And—finally—they’d crept back to that place.
The lights came back—technology reborn.
The old tools once again could etch the face
Of that harsh world, forbidding and forlorn.
They had surprised themselves, that tiny band.
At last the terraforming was all done.
He’d found a companion, taken her hand.
They’d had three sons under the triple sun.
They’d tried again to make contact with Earth
And (now three generations) had waited for reply;3
Scanned for that mythic place of ancestral birth,
And found—Alas! a void in that distant sky.
The Earth was gone! Their world alone remained.
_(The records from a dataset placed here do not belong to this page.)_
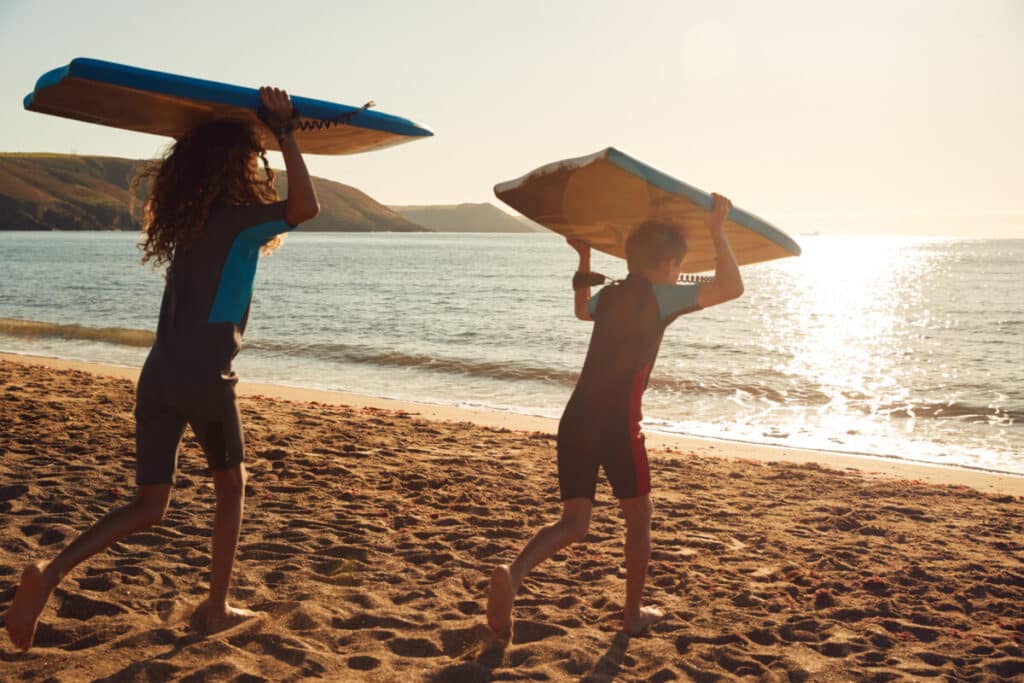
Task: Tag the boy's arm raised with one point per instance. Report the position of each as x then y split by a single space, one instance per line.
301 204
582 294
728 284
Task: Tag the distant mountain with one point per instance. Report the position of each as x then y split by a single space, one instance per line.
466 218
75 193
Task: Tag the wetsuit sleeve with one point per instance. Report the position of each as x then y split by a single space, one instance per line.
676 300
260 222
592 305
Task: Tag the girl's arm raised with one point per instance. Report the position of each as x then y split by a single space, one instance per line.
301 204
582 294
728 284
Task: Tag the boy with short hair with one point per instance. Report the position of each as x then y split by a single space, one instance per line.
601 424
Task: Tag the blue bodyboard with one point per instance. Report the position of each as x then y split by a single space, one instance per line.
152 101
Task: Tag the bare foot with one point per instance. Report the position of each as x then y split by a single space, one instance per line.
500 601
23 617
213 621
648 615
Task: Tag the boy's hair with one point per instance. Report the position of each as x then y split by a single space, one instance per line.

This home of theirs—was now all that was left
Of what that Blue Sphere’s beings had attained.
They were the remnant. Now, at the last, bereft.
But they had persevered, this New Earth theirs,
Bought with the tens of thousand deaths before,
And all the blood and toil won for their heirs
A hopeful home.…
The plague struck in 7004.
Some native pestilence had stirred awake
With their transforming of this foreign place,
This giant rock that they had dared to take,
This grain of dust in the enormity of space.
Death had spread swiftly, and the massed
Thousands who had survived on their new world
Shrunk to the very few—quick death had passed—
Immune to the plague that Fate or Fortune hurled.
Soon they discovered the ironic cost
Paid for immunity: Sterility
Beset the young and virile who weren’t lost.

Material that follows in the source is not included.